Sandeep Dikshit
New Delhi, February 5
Pakistan’s former military ruler General Pervez Musharraf, the architect of Kargil war, died after a prolonged illness in Dubai on Sunday. Musharraf, 79, who lived in a self-imposed exile in the UAE to avoid criminal charges against him in Pakistan, was suffering from amyloidosis, a rare disease caused by a build-up of an abnormal protein called amyloid in organs and tissues throughout the body.
- Editorial: General Musharraf
Musharraf’s life witnessed numerous upheavals, especially after his military career entered the fast lane, courtesy Benazir Bhutto at first, and then Nawaz Sharif, to the everlasting regret of both of them. His list of omissions was so long that even the powerful Pakistan military was unable to ensure his continued stay, especially after democracy had struck firmer roots around 2013 with the PPP completing five years in saddle, followed by the return of his bête noire Sharif as the PM. Prior to the Mumbai attack in 2008, when India and Pakistan seemed to be mending fences with vigour, much was made of Musharraf’s Muhajir origin. His personal connection with India was tenuous though his well-heeled family had served in Delhi’s officialdom for three generations.

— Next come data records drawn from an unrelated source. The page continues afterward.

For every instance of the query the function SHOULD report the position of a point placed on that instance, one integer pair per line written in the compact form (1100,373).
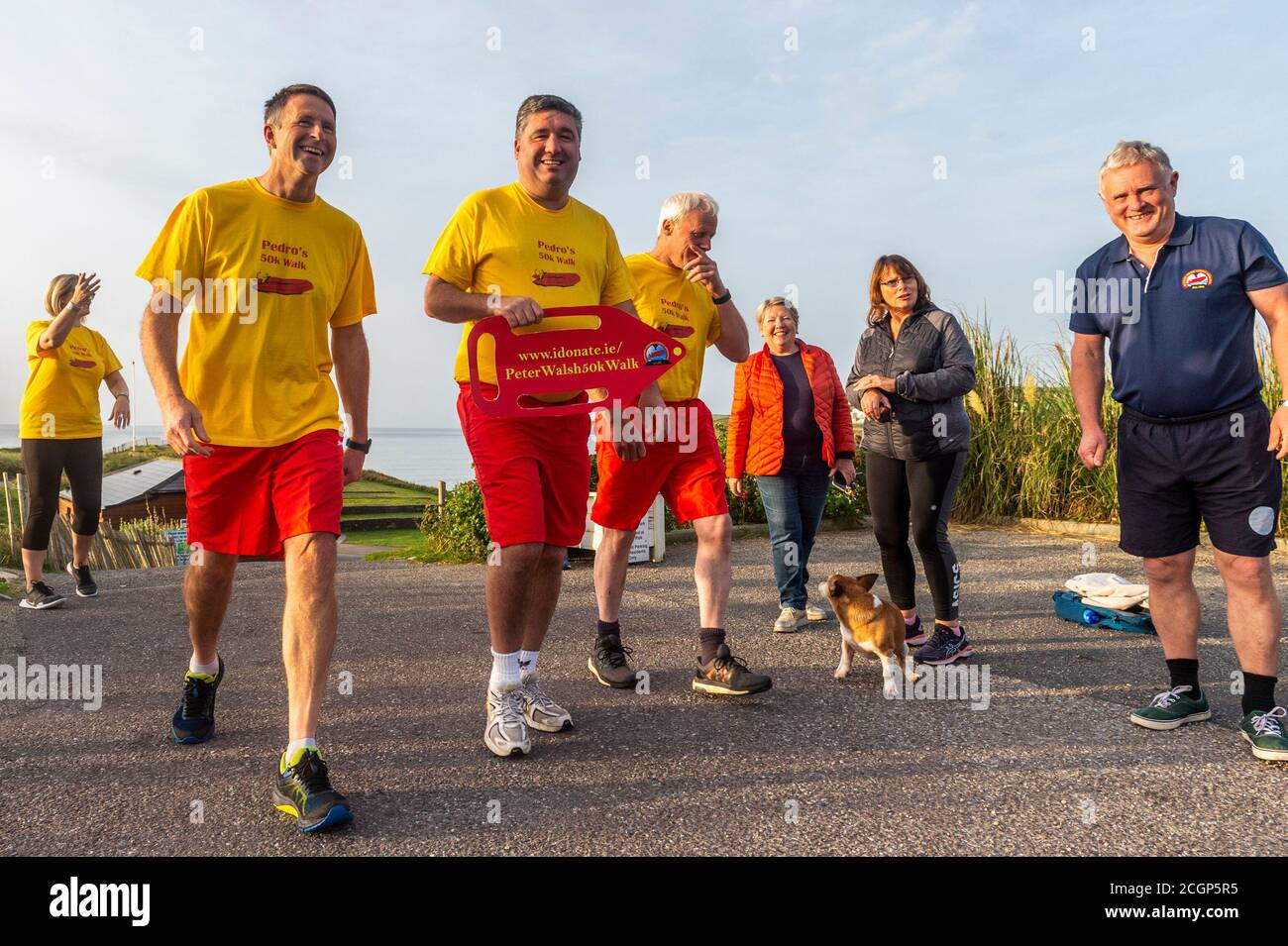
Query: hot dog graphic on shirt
(282,286)
(544,278)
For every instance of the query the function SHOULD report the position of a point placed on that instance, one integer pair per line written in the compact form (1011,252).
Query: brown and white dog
(871,626)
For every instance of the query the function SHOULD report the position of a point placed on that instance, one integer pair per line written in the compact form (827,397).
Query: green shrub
(458,530)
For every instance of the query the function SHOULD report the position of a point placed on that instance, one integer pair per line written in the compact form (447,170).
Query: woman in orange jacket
(790,428)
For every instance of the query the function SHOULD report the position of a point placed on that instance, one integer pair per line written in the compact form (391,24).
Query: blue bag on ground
(1070,606)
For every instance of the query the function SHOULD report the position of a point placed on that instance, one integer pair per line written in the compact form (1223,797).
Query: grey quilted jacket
(932,366)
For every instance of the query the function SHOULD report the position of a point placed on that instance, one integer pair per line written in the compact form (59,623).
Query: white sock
(505,671)
(209,670)
(291,748)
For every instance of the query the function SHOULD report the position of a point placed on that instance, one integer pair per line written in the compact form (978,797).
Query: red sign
(616,360)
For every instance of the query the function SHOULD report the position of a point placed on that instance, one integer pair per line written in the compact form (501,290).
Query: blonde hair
(774,301)
(59,292)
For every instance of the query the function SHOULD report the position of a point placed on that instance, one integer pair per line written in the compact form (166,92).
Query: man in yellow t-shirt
(511,252)
(62,431)
(678,291)
(270,269)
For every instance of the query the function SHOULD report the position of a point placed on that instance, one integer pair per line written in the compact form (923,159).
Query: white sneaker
(541,712)
(506,734)
(791,620)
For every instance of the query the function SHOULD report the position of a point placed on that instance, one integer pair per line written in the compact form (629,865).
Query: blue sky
(822,156)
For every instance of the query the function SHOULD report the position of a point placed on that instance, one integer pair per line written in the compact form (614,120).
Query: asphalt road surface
(1051,766)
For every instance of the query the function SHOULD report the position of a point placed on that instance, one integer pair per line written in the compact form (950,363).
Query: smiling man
(269,267)
(679,291)
(514,252)
(1177,296)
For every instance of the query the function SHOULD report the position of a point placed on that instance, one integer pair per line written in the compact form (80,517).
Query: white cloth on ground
(1106,589)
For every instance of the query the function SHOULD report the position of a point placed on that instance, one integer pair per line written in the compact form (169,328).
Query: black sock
(1185,672)
(1258,692)
(709,639)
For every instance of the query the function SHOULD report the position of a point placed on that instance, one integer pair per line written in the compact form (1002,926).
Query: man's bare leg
(544,594)
(712,571)
(207,585)
(612,559)
(1252,611)
(309,623)
(507,587)
(1173,604)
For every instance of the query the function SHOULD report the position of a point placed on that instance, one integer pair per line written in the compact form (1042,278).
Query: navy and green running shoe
(304,791)
(1265,732)
(1172,708)
(194,718)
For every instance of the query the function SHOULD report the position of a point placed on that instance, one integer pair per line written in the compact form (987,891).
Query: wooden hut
(153,488)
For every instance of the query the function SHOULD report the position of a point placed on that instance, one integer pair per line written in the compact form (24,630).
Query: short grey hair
(774,301)
(1127,154)
(686,202)
(545,103)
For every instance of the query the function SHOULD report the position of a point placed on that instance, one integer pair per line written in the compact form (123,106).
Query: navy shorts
(1171,473)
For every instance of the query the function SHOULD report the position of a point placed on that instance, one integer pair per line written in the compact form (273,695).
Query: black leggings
(44,463)
(921,490)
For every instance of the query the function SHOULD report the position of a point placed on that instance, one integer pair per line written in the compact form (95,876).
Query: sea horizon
(416,455)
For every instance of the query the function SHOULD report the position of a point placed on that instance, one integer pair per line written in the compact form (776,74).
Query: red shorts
(246,499)
(533,473)
(687,470)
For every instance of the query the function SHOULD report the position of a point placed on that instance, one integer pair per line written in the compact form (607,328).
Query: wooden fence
(138,543)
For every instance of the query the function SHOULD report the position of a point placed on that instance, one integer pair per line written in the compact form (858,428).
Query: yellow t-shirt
(60,399)
(666,300)
(258,364)
(502,241)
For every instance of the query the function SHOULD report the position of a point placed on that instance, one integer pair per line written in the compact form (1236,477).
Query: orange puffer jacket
(756,418)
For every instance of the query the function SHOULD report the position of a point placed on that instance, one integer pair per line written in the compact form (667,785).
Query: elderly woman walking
(60,430)
(790,428)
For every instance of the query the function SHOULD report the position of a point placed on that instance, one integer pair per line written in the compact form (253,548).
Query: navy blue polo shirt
(1180,335)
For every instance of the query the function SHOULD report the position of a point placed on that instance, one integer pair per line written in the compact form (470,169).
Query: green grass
(395,538)
(376,493)
(403,545)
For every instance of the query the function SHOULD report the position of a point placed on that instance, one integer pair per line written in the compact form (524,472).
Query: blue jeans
(794,506)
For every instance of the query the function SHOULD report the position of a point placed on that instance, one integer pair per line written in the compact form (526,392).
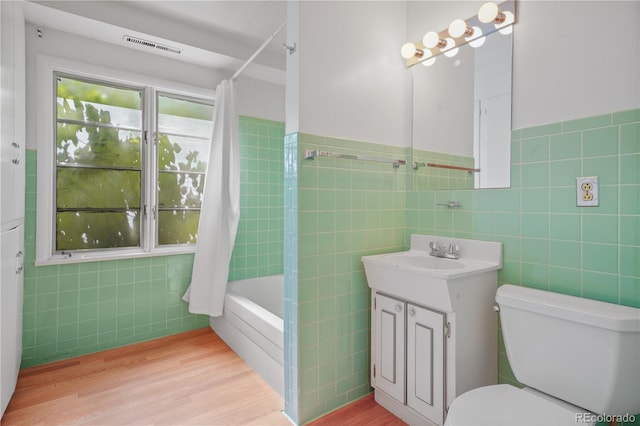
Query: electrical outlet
(587,191)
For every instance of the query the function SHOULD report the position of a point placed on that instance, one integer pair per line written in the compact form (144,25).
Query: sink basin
(423,263)
(441,283)
(416,259)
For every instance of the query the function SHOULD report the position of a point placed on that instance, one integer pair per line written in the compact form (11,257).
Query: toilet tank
(579,350)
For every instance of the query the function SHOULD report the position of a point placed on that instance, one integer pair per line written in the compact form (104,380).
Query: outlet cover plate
(587,191)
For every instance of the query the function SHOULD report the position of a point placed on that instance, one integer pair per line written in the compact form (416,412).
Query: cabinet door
(12,112)
(389,351)
(11,295)
(425,362)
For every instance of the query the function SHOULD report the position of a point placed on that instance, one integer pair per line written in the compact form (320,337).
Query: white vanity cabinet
(409,354)
(434,331)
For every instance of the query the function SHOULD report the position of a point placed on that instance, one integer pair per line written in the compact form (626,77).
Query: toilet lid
(507,405)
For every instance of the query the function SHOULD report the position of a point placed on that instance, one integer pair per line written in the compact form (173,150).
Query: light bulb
(452,51)
(409,50)
(489,12)
(458,28)
(478,42)
(432,39)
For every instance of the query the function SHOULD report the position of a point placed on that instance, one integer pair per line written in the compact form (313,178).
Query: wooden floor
(186,379)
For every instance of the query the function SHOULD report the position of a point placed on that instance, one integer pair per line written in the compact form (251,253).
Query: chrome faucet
(439,250)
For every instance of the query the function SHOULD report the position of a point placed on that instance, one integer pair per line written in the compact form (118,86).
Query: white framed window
(121,163)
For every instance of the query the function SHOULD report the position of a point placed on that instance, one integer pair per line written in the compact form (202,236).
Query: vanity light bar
(490,18)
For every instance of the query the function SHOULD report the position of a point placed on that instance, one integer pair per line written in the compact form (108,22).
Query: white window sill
(119,254)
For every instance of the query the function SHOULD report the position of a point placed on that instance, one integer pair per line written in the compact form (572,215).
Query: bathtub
(251,324)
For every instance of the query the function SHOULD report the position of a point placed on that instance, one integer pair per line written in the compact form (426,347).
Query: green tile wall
(426,178)
(549,243)
(259,247)
(344,209)
(76,309)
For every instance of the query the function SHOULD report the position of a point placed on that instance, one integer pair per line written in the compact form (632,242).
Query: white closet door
(11,296)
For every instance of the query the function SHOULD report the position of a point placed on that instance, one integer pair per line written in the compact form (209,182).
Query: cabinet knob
(19,262)
(18,152)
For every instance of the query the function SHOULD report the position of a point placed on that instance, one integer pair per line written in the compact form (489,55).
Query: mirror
(461,136)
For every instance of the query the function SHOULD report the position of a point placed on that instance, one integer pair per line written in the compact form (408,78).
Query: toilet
(579,360)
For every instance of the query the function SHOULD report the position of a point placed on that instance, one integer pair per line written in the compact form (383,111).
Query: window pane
(98,103)
(184,117)
(177,227)
(180,190)
(80,188)
(182,153)
(97,230)
(97,146)
(184,138)
(99,165)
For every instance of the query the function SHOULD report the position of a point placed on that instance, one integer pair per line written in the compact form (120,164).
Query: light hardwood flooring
(186,379)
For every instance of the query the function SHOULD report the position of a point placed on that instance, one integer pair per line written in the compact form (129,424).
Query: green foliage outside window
(100,174)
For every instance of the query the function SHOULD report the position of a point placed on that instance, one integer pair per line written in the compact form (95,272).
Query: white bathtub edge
(259,360)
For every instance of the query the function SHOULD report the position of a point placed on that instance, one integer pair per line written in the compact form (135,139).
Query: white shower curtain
(220,210)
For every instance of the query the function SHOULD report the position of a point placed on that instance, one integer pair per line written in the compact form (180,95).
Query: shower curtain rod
(257,52)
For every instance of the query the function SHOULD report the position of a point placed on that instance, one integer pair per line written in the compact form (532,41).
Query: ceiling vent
(150,44)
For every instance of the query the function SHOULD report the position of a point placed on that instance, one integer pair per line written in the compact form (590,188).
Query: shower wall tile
(70,310)
(259,247)
(549,242)
(346,209)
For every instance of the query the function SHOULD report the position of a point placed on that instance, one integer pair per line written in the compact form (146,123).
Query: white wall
(255,98)
(571,59)
(574,59)
(351,77)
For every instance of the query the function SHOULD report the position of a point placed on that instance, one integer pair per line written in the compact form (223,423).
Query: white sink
(433,281)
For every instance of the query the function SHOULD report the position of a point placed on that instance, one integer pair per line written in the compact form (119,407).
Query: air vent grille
(150,44)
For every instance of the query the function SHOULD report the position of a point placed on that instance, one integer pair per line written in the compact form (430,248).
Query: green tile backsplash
(76,309)
(549,242)
(337,210)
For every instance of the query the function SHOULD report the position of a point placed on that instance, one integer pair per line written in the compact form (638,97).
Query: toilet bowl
(557,346)
(506,405)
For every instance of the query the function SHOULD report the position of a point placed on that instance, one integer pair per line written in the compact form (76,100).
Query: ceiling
(248,21)
(221,34)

He was enrolled in the Pakistan army at the age of 18 and was commissioned in 1964 with his first baptism by fire in the Afghan civil war that took place the same year. Next year, he was a participant in the Khemkaran sector during the Indo-Pak war. He missed out the Indo-Pak war as his Special Service Group (SSG) detachment was on the move when the Dhaka surrender happened. Nor did he play any role in the 1971 war, all the while gaining valuable experience with the SSG, culminating with him commanding a brigade in Siachen Glacier in 1987 when Pakistan was still not reconciled to India’s surprise occupation of the sector’s commanding heights three years earlier. A book claimed it was then that the Indian Army evicted the Pakistanis from Qaid Post which was later renamed Bana Post. Musharraf’s brigade was believed to have lost 200 men and the Indian Army between 20 and 50 during one such futile assault on Bilafond La. It may have been then that firmed up in his mind to occupy Indian positions further down in Kargil.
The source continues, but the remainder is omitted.